A good butcher is hard to find
My grandmother was a farm and station cook. I grew up eating delicacies that were left after the owners in the big house, and then the staff, had their prime cuts.
Then we ate like kings, eating brisket, boiled sheep’s head, stewed kidneys,, pigs fry, sweatbread casserole, stewed tripe, and on Sundays – roast rabbit.
I now choose to live in a cosmopolitan area of Sydney, where there are Asian, Mediteranian, Arab and African migrants. So there is a solid market for cooks who want traditional ingredients for their dishes.
There are three or four independent butchers in our small suburb. The competition is tough, for quality, variety and price. On Easter Saturday the queue at Supreme Souvalakia , a wholesale butcher in the high street, starts at 6.00 a.m. and winds around the block till late afternoon.
Forget the $40 a kilo lamb cutlets and the Wagyu beef. This is a time for eating economy meals at home.
At the bottom end of the contemporary meat scale, there’s supermarket meat, wrapped in heavy plastic, tough and chewy. ( The meat has the same nutritional value as the plastic packaging.

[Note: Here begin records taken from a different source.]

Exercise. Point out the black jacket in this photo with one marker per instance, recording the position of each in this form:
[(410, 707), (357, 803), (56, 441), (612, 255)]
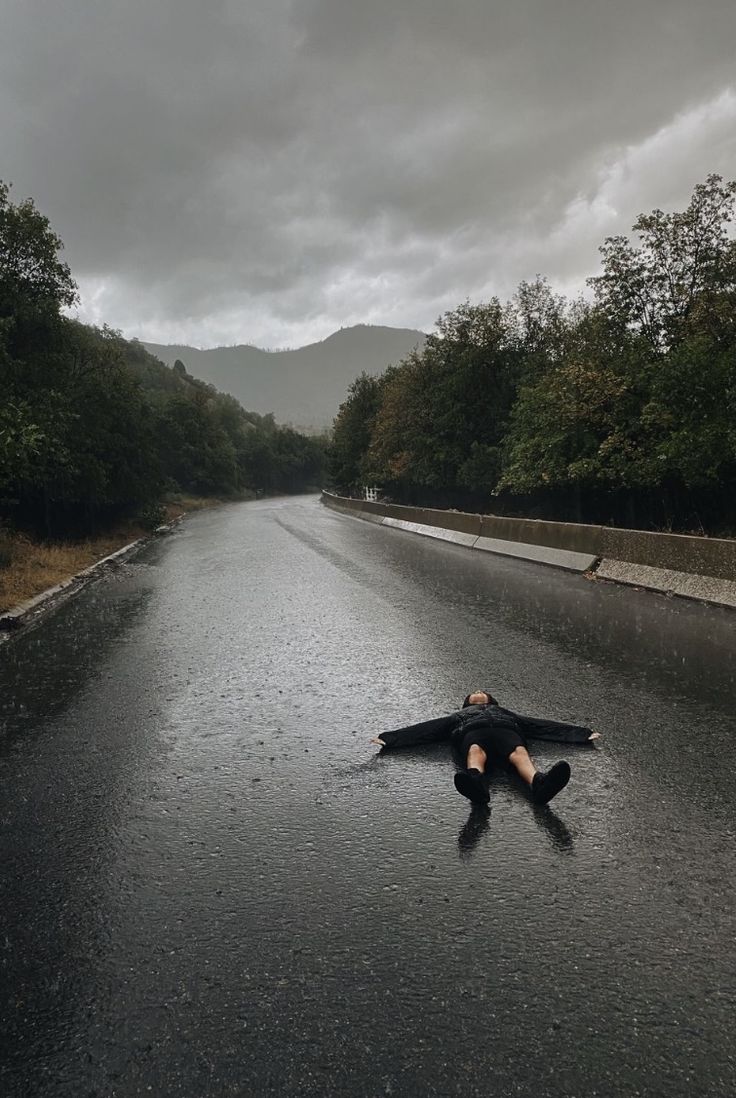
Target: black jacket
[(455, 725)]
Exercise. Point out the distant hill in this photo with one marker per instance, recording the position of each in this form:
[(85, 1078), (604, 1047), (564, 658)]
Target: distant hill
[(303, 387)]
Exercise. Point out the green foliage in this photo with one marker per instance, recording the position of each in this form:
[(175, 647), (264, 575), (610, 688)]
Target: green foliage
[(444, 410), (92, 427), (352, 433), (623, 406), (152, 516)]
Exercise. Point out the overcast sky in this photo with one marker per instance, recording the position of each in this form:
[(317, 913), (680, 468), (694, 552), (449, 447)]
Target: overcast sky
[(270, 170)]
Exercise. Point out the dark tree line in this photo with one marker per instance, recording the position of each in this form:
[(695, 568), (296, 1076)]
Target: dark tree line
[(92, 427), (617, 410)]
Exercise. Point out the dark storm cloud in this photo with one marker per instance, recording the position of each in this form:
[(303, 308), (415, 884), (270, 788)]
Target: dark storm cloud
[(270, 170)]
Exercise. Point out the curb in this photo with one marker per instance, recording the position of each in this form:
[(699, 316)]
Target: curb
[(18, 616)]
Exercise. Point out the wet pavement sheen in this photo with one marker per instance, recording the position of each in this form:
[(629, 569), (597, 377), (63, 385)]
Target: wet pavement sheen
[(211, 884)]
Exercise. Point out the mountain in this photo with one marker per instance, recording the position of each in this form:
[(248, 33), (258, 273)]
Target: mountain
[(304, 387)]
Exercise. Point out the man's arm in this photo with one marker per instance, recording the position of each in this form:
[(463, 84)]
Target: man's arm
[(427, 731), (537, 728)]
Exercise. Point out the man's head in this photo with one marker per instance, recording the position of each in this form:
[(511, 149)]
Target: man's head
[(479, 697)]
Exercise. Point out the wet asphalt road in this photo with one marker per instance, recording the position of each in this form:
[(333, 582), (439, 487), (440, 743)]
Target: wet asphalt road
[(212, 885)]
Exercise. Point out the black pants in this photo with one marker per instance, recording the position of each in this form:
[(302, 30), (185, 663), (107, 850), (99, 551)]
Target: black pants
[(497, 741)]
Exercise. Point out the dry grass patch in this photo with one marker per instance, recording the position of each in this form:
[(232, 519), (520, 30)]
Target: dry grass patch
[(29, 567), (35, 566)]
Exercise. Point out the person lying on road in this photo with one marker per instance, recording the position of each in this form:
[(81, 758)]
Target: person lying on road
[(483, 732)]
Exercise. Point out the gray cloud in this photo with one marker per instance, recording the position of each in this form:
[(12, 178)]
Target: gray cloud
[(268, 171)]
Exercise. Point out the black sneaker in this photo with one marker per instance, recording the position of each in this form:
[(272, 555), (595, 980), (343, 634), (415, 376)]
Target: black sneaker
[(471, 784), (546, 786)]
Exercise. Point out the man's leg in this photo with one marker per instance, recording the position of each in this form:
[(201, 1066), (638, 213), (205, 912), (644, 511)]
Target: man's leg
[(477, 758), (543, 786), (471, 781)]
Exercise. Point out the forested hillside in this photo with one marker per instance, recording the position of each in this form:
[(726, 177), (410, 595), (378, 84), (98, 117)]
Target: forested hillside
[(92, 427), (616, 410), (302, 387)]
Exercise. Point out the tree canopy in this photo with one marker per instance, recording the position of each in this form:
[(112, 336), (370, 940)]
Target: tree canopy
[(621, 409)]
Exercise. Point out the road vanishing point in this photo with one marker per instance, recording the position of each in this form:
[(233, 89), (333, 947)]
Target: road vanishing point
[(212, 884)]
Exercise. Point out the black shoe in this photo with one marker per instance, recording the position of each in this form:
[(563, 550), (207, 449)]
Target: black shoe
[(471, 784), (546, 786)]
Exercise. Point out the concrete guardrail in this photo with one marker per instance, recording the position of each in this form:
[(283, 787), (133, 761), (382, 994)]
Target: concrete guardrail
[(684, 564)]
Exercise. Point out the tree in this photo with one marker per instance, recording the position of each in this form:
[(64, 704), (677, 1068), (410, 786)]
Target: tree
[(352, 433), (682, 278), (32, 277)]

Butchers in shopping malls specialise in novelty meat, covered in mysterious sauces and marinades to hide the fat, gristle and discoloration. The cost is higher than in the supermarkets, but if the meat has been ground or pounded, it can be easier to chew than the cheapest steaks from the chain stores.
Independent butchers in the high street have to follow the whims of trendies and the yuppies, in order to survive. If the latest glossy cookbook suggests a particular recipe or cut of meat, that’s what the independents have to display in their windows. And very little else.
At growers’ markets around town there’s a few herdsmen selling enough of their stock to pay their bank managers for a week- good fresh meat, but a very limited choice.
Occasionally I find a real butcher. Years ago I supported a butcher who bought the prime prize winning steer from the agricultural show each year, and rationed cuts of the animal to regular customers. It was good eating. Perhaps the best hamburger mince I ever brought was from the on-site retail shop at the city abattoir.
The variety of sausages on sale at most butchers are a worry. What’s in them? I think most butchers use anything that can’t be sold as dog food in making their sausage. The trick is to waste nothing.
When I asked a butcher for cow’s cheeks the other day, I was told, “that’s junk, we just mince them up”. Yet at several of four star restaurants around town, cows cheeks is one of the highest priced plates on the menu. Trendies can easily be duped.
The difficulty is to get good value at bottom price. That means skipping snooty meats and rediscovering proteins our grandparents knew when meat was scarce.